Qu'il s'agisse d'un
compte bancaire classique ou d'un compte courant, le découvert d'un compte donnera lieu à un paiement d'agios. Dans le cadre des opérations de
crédit effectuées au sein d'un établissement de crédit (banque, établissement financier, institution financière) et de micro- crédit, il est courant que les particuliers s'endettent jusqu'à un certain taux de découvert bancaire. En principe, un compte bancaire doit avoir un solde créditeur, c'est-à-dire globalement positif.
Lorsque le solde du compte est débiteur, le titulaire du compte ne pourra plus faire de retrait ou toute autre opération visant à l'obtention d'un prêt. Dans le cadre d'un compte courant, le solde ne sera ni débiteur ni créditeur tant que le compte n'est pas définitivement arrêté. Le découvert bancaire est une opération de crédit à court terme accordée par la banque à sa clientèle, notamment les foyers et ménages modestes, lorsque le compte est dit « à découvert », c'est-à-dire débiteur. Mais ce découvert ou cette facilité de caisse n'est pas sans contrepartie : des frais, commissions et intérêts sont prélevés sur le bénéficiaire du crédit et ce sont les agios bancaires. Les intérêts proprement dits sont la rémunération de l'utilisation des capitaux que le banquier a consenti à prêter au client. Quant aux commissions, il s'agit des autres coûts qui grèvent une opération de banque. Le recours au découvert bancaire est un système très couramment utilisé. Aucun agio ne peut être perçu tant que le compte n'est pas à découvert, d'où il s'avère que c'est la position débitrice du solde du compte qui justifie le paiement d'agios.
Le calcul des agios se fait par voie électronique et s'opère selon plusieurs critères : le montant du découvert joue un rôle décisif car la relation « capital-intérêts » est inhérente à la somme des agios. En effet, plus le capital prêté est important, plus les intérêts courus seront conséquents car les agios ne sont rien d'autre que la contrepartie de l'utilisation des capitaux.

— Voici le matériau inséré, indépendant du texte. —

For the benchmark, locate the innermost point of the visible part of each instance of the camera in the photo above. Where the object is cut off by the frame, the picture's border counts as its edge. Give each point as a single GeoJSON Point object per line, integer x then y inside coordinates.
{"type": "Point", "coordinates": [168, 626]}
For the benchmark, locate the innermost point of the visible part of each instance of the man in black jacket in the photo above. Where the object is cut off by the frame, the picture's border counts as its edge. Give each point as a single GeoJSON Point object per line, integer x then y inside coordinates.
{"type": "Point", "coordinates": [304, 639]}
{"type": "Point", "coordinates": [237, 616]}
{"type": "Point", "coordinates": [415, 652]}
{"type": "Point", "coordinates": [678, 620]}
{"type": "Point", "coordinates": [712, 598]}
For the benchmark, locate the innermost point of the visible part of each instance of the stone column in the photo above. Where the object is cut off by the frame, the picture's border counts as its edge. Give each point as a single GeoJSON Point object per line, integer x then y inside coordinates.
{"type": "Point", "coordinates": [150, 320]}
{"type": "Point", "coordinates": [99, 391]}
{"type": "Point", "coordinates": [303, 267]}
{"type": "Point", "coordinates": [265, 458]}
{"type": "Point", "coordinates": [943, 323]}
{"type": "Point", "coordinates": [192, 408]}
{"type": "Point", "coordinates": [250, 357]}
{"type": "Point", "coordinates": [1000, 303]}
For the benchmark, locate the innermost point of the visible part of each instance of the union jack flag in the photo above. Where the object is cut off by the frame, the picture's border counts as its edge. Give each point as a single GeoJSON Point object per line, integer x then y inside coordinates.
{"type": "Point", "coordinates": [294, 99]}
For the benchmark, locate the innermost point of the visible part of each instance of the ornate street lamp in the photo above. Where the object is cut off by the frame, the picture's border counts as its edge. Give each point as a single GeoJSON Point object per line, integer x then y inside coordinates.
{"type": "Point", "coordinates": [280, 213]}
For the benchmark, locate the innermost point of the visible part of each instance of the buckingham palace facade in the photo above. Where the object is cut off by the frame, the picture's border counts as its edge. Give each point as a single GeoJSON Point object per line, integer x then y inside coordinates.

Ensuite, la durée du découvert consenti compte également pour beaucoup dans le calcul des agios car quand bien même le découvert serait de faible montant, son étendue dans le temps est conséquente en terme de rentabilisation du capital utilisé. Enfin, il faut évaluer à combien est fixé le taux d'intérêt afin de mesurer l'ensemble des agios à percevoir. Reposant sur le système du découvert bancaire, les agios sont perçus automatiquement et d'office. Par contre, le découvert n'est pas un crédit qu'on obtient systématiquement car l'établissement de crédit peut refuser de l'octroyer du fait que le découvert est une facilité ou une faveur que la banque consent à faire à son client et ce, malgré la position débitrice de son compte bancaire. C'est pourquoi le montant ainsi que la durée du découvert sollicité ne doivent pas être exagérés car les établissements de crédit ne souhaitent pas encourager leurs clients à laisser leur compte en position débitrice. Malgré le fait qu'il n'y a pas lieu de favoritisme, les banques peuvent bien souvent entretenir des relations privilégiées avec certains de leurs clients et le montant des agios peut s'en ressentir.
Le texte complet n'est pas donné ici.